The study was conducted by the International Network for the Demographic Evaluation of Populations and Their Health in Uganda, Kenya, South Africa, Tanzania and Ghana.
It targeted 1,711 people that had already been diagnosed as having active convulsive epilepsy. These, along with 2,033, who did not have epilepsy, were given a questionnaire to complete about their lifestyle habits. They also had their blood samples taken to test for exposure to malaria, HIV and other parasitic diseases that are common in the developing world. 
Epilepsy is one of the most common neurological conditions worldwide and is more common in poor countries. This study in sub-Saharan Africa has been the first to reveal the true extent of the neurological problem and the associated risk factors. 
The study chose to focus on people with convulsive epilepsies as they are the most reliably detected and reported and there remains a substantial stigma attached to patients with the disease. It was found that those who had been exposed to parasitic diseases were more likely to have epilepsy than those who had not. 
“Epilepsy had previously been linked with various parasite infections, but this is the first study to reveal the extent of the problem,” says Dr. Anthony Ngugi, one of the leading researchers. He says several studies had been done before, but did not exactly tell if the risk factors were the same throughout Africa.

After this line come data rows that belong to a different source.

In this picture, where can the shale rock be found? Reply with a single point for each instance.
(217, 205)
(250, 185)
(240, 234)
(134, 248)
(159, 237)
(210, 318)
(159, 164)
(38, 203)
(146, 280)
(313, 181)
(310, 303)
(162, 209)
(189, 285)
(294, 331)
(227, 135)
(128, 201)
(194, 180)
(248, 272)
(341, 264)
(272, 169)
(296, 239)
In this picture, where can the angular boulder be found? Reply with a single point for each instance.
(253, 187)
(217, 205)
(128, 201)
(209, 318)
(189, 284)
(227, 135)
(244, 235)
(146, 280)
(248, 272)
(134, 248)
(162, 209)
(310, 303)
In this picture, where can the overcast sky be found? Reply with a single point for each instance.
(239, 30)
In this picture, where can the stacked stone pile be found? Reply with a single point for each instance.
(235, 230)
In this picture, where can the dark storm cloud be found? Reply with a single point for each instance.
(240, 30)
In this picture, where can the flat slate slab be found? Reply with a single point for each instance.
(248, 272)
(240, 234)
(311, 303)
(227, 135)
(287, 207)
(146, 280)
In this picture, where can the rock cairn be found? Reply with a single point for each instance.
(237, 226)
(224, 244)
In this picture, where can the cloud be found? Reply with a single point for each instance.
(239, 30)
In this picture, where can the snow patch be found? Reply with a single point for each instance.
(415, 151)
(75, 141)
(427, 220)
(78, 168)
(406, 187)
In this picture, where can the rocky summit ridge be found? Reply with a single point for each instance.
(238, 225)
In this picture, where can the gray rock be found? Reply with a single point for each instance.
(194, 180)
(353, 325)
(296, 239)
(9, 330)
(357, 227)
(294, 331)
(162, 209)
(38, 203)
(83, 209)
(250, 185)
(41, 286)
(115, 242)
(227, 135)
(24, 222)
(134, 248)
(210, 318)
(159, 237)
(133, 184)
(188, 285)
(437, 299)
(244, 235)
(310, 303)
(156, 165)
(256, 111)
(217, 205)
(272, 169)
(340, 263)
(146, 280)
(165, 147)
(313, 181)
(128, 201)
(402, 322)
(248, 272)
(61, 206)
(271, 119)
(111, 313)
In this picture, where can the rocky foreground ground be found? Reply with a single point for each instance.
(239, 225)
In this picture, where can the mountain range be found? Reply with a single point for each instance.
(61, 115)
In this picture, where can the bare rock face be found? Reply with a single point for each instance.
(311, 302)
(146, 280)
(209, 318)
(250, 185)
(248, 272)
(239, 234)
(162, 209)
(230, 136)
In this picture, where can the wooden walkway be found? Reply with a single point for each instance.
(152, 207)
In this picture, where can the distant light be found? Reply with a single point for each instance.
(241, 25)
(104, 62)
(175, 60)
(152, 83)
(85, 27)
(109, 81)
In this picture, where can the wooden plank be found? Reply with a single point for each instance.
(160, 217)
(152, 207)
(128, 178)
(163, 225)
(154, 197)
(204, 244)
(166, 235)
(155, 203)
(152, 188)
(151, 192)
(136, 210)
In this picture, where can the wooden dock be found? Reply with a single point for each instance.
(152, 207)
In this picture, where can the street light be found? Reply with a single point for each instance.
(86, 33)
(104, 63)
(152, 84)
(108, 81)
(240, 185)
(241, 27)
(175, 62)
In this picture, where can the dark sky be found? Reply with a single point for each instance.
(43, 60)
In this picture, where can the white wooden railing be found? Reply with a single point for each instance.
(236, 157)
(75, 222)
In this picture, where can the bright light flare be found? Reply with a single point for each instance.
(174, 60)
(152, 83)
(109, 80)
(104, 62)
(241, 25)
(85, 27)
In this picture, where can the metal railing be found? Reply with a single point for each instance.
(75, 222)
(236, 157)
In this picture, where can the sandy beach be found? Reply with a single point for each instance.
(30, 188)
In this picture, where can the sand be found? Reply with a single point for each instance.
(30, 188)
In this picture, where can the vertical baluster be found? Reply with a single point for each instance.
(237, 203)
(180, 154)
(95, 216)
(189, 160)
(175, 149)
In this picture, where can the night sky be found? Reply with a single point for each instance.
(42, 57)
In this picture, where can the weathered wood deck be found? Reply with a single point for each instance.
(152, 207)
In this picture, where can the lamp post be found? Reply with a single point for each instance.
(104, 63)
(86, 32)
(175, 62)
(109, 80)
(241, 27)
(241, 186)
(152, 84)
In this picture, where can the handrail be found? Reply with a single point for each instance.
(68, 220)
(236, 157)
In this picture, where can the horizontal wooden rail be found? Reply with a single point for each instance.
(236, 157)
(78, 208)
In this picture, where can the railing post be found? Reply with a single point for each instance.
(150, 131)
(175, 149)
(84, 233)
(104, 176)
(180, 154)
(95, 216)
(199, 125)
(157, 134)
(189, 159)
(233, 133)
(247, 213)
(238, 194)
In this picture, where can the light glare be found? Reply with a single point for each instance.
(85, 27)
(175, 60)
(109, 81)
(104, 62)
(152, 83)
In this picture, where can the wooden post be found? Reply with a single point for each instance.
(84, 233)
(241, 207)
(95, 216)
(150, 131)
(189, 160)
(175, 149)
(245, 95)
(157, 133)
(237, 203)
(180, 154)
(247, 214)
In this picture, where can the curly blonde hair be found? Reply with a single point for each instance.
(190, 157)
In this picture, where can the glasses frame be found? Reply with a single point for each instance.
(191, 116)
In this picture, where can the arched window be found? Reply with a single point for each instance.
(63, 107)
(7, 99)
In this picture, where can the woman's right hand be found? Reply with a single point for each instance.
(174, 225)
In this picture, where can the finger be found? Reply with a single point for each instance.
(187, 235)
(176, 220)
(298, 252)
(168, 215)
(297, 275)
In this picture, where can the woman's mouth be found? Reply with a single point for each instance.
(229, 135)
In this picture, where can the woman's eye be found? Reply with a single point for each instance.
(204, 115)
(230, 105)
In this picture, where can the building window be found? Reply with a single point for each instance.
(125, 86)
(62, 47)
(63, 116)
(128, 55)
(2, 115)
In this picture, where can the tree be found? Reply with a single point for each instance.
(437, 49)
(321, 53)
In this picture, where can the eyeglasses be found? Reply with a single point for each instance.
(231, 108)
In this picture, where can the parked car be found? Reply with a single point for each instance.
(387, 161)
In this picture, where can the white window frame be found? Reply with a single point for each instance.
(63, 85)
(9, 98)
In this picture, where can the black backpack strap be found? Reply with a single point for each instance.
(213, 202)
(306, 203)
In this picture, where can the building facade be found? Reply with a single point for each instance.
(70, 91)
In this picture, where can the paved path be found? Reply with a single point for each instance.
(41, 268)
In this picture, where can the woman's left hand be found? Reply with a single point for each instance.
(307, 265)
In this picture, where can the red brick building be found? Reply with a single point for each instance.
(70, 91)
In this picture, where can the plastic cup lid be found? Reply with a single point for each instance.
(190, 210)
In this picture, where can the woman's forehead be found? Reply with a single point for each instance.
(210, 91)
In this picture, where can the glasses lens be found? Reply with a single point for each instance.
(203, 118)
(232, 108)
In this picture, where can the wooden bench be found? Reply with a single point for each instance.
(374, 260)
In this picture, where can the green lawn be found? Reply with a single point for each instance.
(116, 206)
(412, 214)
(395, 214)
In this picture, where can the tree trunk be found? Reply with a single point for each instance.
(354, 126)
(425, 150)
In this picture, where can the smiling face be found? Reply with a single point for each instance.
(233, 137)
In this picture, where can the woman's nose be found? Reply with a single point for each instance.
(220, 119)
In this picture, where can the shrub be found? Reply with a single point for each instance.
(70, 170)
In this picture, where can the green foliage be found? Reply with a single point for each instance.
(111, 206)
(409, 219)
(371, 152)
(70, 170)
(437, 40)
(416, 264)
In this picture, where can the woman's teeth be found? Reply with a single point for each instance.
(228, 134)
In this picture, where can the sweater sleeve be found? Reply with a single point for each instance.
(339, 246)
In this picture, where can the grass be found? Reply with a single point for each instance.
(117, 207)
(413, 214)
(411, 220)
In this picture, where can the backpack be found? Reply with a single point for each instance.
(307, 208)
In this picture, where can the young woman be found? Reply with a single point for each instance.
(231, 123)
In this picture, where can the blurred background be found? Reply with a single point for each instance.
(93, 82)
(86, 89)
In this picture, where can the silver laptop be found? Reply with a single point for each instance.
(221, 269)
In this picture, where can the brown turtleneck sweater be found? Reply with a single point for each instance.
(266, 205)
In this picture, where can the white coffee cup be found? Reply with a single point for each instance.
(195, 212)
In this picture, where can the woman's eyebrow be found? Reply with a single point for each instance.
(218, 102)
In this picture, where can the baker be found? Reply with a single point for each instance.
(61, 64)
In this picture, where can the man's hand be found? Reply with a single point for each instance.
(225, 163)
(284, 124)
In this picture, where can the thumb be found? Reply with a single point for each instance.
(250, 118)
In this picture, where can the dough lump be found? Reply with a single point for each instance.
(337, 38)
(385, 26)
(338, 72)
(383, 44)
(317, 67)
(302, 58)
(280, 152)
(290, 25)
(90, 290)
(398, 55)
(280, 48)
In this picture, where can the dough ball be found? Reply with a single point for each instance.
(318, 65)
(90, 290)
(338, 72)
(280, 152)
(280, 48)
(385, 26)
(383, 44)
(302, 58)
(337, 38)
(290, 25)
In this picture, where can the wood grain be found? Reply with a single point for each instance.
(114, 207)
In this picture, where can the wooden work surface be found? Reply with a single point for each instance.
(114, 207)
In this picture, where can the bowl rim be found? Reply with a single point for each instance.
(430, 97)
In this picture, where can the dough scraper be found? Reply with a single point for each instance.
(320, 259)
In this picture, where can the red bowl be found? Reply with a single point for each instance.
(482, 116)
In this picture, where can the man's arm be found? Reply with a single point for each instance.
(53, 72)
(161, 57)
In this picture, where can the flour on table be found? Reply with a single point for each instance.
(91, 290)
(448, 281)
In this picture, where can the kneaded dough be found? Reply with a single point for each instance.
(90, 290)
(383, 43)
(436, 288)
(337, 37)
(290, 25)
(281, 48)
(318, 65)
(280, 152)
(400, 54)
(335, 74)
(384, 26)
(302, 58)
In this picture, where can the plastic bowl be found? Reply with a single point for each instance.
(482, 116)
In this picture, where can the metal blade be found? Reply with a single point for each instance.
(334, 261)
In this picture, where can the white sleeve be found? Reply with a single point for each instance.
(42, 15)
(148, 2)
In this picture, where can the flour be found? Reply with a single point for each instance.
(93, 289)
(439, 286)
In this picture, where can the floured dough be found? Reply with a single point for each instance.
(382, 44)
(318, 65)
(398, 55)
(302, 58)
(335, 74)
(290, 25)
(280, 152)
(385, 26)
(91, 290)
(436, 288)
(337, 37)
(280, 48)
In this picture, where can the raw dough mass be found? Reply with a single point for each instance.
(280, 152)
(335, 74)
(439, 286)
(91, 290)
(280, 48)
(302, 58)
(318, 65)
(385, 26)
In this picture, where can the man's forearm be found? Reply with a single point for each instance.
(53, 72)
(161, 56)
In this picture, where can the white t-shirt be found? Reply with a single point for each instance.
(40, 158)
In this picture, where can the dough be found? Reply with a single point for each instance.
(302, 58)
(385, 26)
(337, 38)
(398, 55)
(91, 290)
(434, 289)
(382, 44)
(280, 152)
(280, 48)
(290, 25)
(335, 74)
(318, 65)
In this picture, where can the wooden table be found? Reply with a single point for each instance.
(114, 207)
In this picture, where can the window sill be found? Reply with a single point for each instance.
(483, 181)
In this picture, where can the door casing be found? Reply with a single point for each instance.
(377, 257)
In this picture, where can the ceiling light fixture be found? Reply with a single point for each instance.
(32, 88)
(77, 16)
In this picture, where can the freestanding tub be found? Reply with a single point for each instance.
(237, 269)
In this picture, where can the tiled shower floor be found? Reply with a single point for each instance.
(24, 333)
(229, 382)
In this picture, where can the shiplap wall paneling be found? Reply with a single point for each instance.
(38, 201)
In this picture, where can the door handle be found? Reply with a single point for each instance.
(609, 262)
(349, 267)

The most common parasitic infection identified as a risk factor was onchocerciasis (Infestation with slender threadlike roundworms deposited under the skin by the bite of black fleas), which is most common in parts of western Uganda and northern Tanzania.
Among children, the greatest risk factors for developing epilepsy were complications associated with delivery and head injury. Ngugi explains that the researchers gave questionnaires to parents or guardians of children who had convulsive epilepsy, to find out the circumstances surrounding their birth.
Prof. Charles Newton from the Wellcome Trust Programme at the Kenyan Medical Research Institute and the Department of Psychiatry at Oxford University, who led the study, also noted that the study demonstrates that many cases of epilepsy could be entirely preventable with elimination of parasites in Africa. 
Some of these have been controlled in some areas. The incidence of epilepsy could be reduced by 30%-60% with appropriate control measures. The study recommends that programmes to control parasitic diseases and access to better antenatal care could substantially reduce the prevalence of the disease in this region.
Facilities for diagnosis, treatment and on-going management of epilepsy are virtually non-existent in many of the world’s poorest regions. That is why it is important that the health systems improve care of pregnant mothers so they can have safe deliveries.